An all-oral regimen of grazoprevir (MK-5172) and elbasvir (MK-8742), taken with or without ribavirin for 12 weeks, demonstrated high sustained virological response (SVR) rates for treatment-naive and treatment-experienced people with genotype 1 hepatitis C virus (HCV), including people with liver cirrhosis and HIV and HCV co-infection, researchers reported on Tuesday at the American Association for the Study of Liver Diseases (AASLD) Liver Meeting in Boston, USA. However, pushing treatment duration with this combination plus sofosbuvir down to 4 or 6 weeks raised the risk of treatment failure.

The phase 2 C-WORTHY trial evaluated Merck’s investigational HCV protease inhibitor grazoprevir plus NS5A inhibitor elbasvir, taken with or without ribavirin. After Part A saw good outcomes for previously untreated people with genotype 1 hepatitis C and no liver cirrhosis, the study was expanded to include more people with traditional predictors of poor treatment response.
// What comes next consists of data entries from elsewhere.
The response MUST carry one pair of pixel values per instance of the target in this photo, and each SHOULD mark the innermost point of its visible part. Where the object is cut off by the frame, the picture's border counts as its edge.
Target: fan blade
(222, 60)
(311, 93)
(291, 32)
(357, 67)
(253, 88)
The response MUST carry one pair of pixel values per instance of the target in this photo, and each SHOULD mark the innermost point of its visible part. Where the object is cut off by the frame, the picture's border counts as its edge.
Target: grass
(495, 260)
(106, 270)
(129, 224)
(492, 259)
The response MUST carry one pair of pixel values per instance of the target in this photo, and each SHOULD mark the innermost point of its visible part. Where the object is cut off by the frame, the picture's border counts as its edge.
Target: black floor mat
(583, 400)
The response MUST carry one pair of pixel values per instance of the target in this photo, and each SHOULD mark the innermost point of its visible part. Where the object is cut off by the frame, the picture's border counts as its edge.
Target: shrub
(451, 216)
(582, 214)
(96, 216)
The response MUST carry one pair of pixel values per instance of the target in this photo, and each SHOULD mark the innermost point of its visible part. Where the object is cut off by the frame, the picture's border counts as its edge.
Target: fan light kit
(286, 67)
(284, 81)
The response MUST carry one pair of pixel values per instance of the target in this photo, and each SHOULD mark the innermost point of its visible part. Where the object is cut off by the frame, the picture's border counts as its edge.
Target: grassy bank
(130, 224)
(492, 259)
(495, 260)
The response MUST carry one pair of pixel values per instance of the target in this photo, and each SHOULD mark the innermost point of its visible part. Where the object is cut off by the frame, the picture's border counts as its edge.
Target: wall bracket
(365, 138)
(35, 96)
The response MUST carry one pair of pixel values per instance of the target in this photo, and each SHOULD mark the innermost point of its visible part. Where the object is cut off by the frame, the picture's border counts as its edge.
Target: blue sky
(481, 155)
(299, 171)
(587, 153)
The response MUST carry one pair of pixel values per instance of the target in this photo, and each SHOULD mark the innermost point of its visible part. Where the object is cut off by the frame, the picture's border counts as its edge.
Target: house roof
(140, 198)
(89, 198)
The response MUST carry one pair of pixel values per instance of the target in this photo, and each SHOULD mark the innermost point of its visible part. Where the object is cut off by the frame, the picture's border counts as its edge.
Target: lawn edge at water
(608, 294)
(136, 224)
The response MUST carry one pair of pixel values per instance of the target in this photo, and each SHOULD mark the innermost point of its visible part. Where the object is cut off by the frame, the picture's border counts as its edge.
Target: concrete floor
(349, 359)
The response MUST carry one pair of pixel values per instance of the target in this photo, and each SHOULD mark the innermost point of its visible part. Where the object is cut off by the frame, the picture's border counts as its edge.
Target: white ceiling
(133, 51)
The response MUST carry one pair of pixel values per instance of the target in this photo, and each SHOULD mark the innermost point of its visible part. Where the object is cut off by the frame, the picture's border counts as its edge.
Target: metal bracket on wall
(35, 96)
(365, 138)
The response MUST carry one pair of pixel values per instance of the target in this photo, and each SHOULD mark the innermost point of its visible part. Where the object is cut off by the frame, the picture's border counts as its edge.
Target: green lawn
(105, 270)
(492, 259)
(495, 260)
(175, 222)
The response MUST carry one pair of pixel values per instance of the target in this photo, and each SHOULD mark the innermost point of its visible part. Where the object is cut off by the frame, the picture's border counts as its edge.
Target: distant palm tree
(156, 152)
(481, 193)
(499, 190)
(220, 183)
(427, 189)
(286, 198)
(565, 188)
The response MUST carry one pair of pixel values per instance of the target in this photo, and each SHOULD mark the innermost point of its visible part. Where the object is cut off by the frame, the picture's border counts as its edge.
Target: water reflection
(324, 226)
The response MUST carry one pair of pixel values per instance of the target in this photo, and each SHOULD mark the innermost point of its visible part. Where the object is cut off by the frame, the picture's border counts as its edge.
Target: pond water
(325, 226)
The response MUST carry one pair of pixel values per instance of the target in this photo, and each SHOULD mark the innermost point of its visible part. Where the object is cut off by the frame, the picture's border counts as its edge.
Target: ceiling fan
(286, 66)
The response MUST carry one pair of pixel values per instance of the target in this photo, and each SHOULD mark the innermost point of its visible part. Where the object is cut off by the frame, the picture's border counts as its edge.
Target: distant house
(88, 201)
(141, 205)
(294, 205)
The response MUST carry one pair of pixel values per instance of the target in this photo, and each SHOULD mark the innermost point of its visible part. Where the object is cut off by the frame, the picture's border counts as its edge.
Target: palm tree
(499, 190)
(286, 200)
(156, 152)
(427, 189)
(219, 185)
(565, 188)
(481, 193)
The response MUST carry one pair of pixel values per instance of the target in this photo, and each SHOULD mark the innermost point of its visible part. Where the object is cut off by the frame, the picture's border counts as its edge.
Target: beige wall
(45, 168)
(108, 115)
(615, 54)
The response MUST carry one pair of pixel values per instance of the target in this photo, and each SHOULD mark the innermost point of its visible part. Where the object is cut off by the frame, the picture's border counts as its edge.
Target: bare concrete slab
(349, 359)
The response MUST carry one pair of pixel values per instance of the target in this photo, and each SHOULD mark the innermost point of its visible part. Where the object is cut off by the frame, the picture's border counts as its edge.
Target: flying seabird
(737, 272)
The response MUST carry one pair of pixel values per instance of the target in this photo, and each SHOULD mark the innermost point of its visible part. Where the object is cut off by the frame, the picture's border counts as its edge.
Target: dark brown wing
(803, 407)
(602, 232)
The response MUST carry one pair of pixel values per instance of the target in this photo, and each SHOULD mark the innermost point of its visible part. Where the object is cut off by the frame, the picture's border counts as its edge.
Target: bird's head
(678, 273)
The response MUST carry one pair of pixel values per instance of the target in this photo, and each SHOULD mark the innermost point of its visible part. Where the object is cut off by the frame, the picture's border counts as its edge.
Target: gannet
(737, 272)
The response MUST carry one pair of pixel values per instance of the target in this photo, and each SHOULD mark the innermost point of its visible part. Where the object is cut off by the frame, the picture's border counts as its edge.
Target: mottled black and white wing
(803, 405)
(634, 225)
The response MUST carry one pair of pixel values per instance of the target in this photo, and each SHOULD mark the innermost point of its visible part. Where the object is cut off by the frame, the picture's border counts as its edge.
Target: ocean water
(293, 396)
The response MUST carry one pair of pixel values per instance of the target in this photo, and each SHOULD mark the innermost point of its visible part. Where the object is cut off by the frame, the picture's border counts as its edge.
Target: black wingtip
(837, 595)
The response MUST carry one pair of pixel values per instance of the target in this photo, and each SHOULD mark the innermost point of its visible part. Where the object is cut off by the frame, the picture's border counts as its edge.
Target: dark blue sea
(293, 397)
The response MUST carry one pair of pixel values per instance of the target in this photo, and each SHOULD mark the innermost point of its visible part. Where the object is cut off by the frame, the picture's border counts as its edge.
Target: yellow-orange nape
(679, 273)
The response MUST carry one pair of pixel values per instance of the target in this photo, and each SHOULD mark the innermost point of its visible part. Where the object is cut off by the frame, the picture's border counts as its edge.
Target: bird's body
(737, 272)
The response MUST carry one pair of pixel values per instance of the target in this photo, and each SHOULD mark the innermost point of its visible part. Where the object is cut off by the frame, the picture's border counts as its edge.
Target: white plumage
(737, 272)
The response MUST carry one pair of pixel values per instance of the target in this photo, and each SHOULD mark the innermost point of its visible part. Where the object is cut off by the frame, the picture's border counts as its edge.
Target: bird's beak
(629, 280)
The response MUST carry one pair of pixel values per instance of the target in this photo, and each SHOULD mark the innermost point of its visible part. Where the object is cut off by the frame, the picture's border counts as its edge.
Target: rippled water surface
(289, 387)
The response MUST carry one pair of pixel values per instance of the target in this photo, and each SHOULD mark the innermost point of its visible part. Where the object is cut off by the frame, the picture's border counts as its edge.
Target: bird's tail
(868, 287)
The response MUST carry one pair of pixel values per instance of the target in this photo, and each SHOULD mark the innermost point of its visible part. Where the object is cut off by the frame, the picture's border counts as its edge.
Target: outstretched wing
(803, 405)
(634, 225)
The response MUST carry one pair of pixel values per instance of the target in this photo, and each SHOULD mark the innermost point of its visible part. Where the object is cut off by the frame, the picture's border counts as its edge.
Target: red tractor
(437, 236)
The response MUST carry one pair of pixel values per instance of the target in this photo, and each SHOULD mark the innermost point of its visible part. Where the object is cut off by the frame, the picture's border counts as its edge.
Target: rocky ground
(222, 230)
Overall, the trial included:
   
•    65 treatment-naive patients without cirrhosis in Part A, all treated for 12 weeks
    •    94 treatment-naive patients without cirrhosis in Part B, treated for 8 or 12 weeks
    •    59 patients with HIV and HCV co-infection, without cirrhosis, all treated for 12 weeks
    •    123 treatment-naive patients with cirrhosis, treated for 12 or 18 weeks
    •    130 prior null responders, with or without cirrhosis, treated for 12 or 18 weeks

Mark Sulkowski from Johns Hopkins reported final combined results from the 218 patients with HCV mono-infection and HIV/HCV co-infection without cirrhosis in both Part and A and Part B.

Half of the participants with HCV mono-infection and 80% of the participants with HIV/HCV co-infection were men, most were white and the mean ages were 49 and 45 years, respectively. Three-quarters had harder-to-treat HCV genotype 1a and most had unfavourable IL28B gene variants. More than 90% had absent-to-mild liver fibrosis while 8% had advanced fibrosis (stage F3).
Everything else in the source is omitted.